The U.K. brushed aside skepticism about the prospects for a trade deal with the U.S., saying the bulk of an agreement is already done and an accord would boost both countries’ economic recovery from the coronavirus pandemic.

Britain’s international trade secretary Liz Truss was asked in an interview on Bloomberg television about the prospects for a deal, after the White House failed to mention the subject in a read-out of a recentcall between President Joe Biden and Prime Minister Boris Johnson.

“We’ve agreed the majority of text in the majority of chapters,” Truss said in the interview Monday. “The important thing for me is it’s a good deal, rather than it gets done quickly.”

Signing a free-trade agreement with the U.S. has become one of the key planks of Britain’s post-Brexit strategy, as it seeks new trading relationships worldwide having left the European Union. Johnson’s office said he discussed the benefits of trade with Biden on their call last week, though a statement from the White House didn’t mention it.

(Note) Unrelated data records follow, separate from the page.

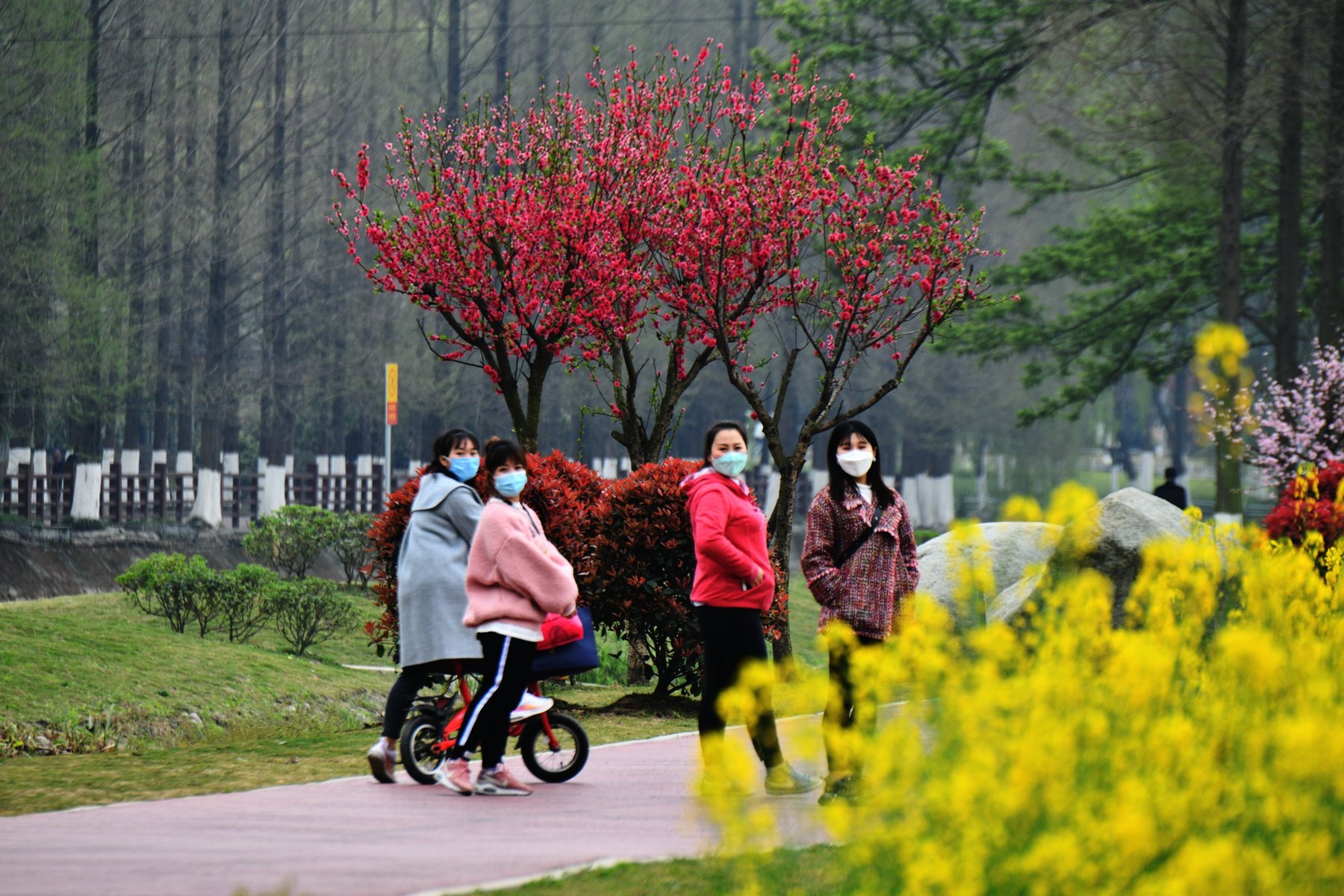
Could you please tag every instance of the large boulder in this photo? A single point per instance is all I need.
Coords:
(1011, 548)
(1110, 538)
(1009, 602)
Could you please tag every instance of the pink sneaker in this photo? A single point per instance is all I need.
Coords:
(500, 782)
(530, 706)
(456, 775)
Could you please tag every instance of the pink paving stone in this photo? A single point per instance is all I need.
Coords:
(354, 837)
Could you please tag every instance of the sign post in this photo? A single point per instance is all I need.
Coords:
(391, 422)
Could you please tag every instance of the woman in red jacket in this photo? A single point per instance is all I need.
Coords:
(859, 559)
(732, 586)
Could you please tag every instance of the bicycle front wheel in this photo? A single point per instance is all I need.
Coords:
(558, 762)
(420, 734)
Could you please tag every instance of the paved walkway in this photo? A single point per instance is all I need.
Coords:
(354, 837)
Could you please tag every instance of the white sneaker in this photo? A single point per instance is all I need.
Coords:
(530, 706)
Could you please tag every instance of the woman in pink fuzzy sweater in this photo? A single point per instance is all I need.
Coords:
(514, 578)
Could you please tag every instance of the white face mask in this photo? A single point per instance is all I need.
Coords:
(855, 462)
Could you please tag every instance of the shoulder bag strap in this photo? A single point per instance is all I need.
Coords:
(848, 553)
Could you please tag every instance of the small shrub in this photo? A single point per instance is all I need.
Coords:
(308, 612)
(351, 544)
(174, 588)
(242, 600)
(641, 570)
(290, 539)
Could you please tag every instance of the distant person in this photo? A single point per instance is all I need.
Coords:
(1171, 491)
(732, 586)
(514, 578)
(859, 559)
(432, 588)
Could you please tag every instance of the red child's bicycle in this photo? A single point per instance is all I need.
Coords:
(554, 746)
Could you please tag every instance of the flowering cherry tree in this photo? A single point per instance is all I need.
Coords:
(550, 235)
(675, 220)
(1303, 423)
(875, 265)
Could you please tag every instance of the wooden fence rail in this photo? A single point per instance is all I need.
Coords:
(161, 496)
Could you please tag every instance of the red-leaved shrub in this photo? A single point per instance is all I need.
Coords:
(1312, 503)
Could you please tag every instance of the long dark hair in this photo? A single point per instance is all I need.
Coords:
(500, 452)
(840, 480)
(445, 444)
(718, 428)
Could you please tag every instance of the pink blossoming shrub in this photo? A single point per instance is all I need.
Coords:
(1304, 422)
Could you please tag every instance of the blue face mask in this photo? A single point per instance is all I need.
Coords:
(511, 484)
(463, 467)
(730, 464)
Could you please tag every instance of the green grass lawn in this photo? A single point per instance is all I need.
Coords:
(268, 718)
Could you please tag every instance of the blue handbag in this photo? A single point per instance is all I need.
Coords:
(569, 659)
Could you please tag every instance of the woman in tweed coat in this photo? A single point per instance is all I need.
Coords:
(859, 559)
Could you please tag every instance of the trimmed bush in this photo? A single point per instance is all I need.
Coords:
(174, 588)
(308, 612)
(351, 544)
(290, 539)
(242, 600)
(641, 570)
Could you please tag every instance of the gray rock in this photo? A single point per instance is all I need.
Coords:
(1112, 536)
(1012, 547)
(1009, 602)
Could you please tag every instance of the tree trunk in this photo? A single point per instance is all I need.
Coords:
(1289, 272)
(134, 396)
(163, 336)
(1332, 208)
(502, 54)
(187, 382)
(1230, 230)
(279, 423)
(542, 52)
(217, 311)
(84, 319)
(455, 58)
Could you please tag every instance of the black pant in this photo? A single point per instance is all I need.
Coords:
(409, 684)
(843, 711)
(732, 638)
(508, 668)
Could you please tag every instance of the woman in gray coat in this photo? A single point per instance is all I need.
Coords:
(430, 593)
(430, 588)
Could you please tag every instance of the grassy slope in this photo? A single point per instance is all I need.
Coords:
(73, 657)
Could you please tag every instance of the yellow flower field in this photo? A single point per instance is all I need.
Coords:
(1196, 750)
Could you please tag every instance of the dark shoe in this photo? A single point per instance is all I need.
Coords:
(784, 781)
(382, 762)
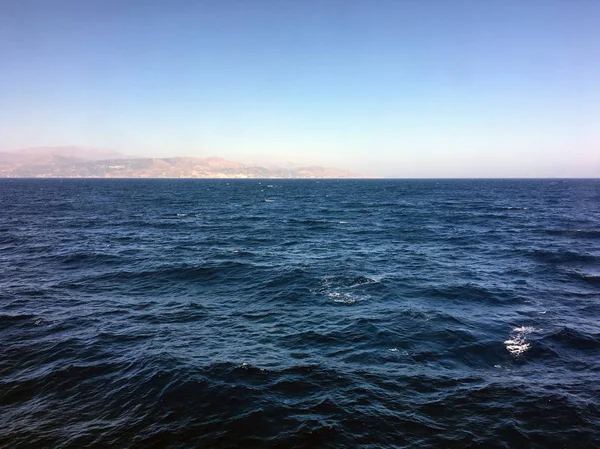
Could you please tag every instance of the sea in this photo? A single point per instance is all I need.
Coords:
(275, 313)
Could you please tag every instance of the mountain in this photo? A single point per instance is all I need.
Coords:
(87, 162)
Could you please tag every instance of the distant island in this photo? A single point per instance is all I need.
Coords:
(87, 162)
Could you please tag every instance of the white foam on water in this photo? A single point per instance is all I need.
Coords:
(517, 343)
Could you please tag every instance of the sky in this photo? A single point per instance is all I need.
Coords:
(399, 88)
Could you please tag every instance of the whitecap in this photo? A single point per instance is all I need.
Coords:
(517, 343)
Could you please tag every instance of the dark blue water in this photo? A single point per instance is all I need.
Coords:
(280, 313)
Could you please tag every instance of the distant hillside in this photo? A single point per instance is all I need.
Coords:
(85, 162)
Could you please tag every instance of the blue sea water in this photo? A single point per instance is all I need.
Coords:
(300, 313)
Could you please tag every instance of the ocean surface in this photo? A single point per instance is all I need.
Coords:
(300, 313)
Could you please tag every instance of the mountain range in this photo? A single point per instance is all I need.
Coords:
(89, 162)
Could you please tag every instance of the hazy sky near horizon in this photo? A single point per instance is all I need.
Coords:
(391, 88)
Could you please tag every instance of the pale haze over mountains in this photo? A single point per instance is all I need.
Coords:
(90, 162)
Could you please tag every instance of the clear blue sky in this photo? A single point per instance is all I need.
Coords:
(390, 88)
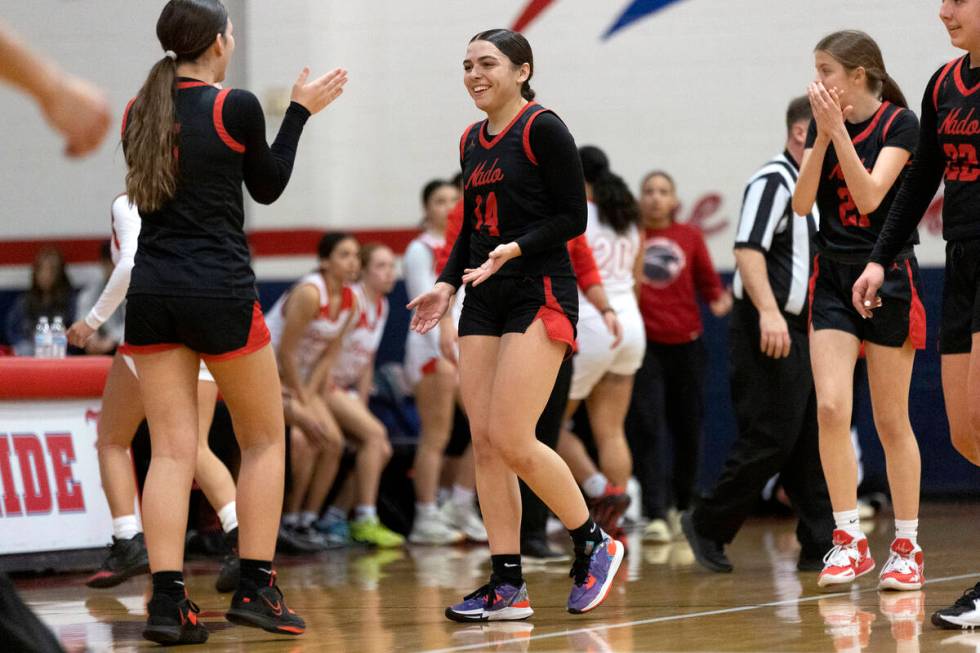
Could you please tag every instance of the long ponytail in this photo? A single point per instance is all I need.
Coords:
(186, 30)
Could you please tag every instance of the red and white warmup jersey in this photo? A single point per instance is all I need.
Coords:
(362, 341)
(321, 331)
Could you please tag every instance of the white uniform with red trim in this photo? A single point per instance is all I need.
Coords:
(125, 235)
(321, 331)
(361, 342)
(418, 266)
(615, 255)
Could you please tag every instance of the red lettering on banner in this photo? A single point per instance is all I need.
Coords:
(69, 491)
(11, 502)
(481, 176)
(37, 490)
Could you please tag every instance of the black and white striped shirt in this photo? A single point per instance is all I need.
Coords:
(768, 224)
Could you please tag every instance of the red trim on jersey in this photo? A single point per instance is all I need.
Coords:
(958, 78)
(129, 105)
(884, 132)
(496, 139)
(556, 323)
(219, 123)
(258, 337)
(874, 123)
(462, 139)
(526, 138)
(939, 82)
(429, 367)
(917, 313)
(812, 285)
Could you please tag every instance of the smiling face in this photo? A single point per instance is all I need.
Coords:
(962, 20)
(492, 80)
(850, 84)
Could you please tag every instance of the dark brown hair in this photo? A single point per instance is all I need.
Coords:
(854, 49)
(516, 48)
(187, 28)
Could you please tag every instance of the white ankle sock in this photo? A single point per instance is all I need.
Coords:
(463, 496)
(849, 522)
(228, 517)
(125, 527)
(365, 512)
(595, 485)
(907, 528)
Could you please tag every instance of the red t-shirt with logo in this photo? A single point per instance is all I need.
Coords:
(676, 270)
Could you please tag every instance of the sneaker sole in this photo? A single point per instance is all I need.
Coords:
(172, 635)
(252, 620)
(607, 585)
(105, 582)
(833, 581)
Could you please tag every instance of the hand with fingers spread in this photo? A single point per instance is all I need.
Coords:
(430, 307)
(864, 294)
(774, 340)
(495, 260)
(827, 111)
(316, 95)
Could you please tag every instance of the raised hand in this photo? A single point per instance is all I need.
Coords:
(316, 95)
(496, 259)
(864, 293)
(430, 307)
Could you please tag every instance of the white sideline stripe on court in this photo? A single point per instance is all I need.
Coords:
(693, 615)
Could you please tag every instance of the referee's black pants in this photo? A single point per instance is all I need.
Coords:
(776, 413)
(534, 515)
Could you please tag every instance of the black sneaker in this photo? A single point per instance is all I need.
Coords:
(173, 622)
(126, 558)
(709, 553)
(965, 613)
(227, 579)
(537, 549)
(265, 608)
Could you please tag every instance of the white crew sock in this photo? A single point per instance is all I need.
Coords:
(907, 528)
(849, 522)
(365, 512)
(595, 485)
(463, 496)
(125, 527)
(228, 517)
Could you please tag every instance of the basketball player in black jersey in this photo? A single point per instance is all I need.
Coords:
(524, 198)
(189, 147)
(949, 140)
(860, 141)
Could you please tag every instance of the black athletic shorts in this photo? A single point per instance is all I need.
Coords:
(218, 329)
(502, 305)
(961, 297)
(900, 317)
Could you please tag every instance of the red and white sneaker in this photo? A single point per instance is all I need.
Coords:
(847, 561)
(904, 569)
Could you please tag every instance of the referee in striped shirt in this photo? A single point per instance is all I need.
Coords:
(772, 385)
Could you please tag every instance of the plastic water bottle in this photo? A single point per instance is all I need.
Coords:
(59, 338)
(42, 338)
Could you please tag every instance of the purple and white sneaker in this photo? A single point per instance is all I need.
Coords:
(493, 602)
(593, 576)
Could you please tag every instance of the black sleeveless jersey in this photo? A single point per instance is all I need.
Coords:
(949, 142)
(844, 230)
(195, 244)
(523, 185)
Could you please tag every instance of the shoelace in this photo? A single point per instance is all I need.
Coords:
(841, 555)
(969, 596)
(900, 563)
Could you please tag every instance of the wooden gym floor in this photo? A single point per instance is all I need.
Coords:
(376, 601)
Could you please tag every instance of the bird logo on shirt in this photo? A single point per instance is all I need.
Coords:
(663, 262)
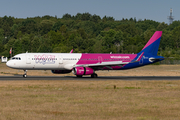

Janet Yellen, Biden’s nominee for treasury secretary, also said last week that the new administration would not sign any free trade agreements until the U.S. has made major investments domestically. Truss said she will talk with Katherine Tai, Biden’s choice to be the U.S. trade representative, to discuss the time-frame for an agreement.

“It’s in both the interests of the U.S. and the U.K., as the global economy seeks to recover from coronavirus, that we’re putting our money where our mouth is and delivering more trade,” Truss said. “The United Kingdom is never going to be forced by some deadline into a deal that doesn’t suit all parts of our country.”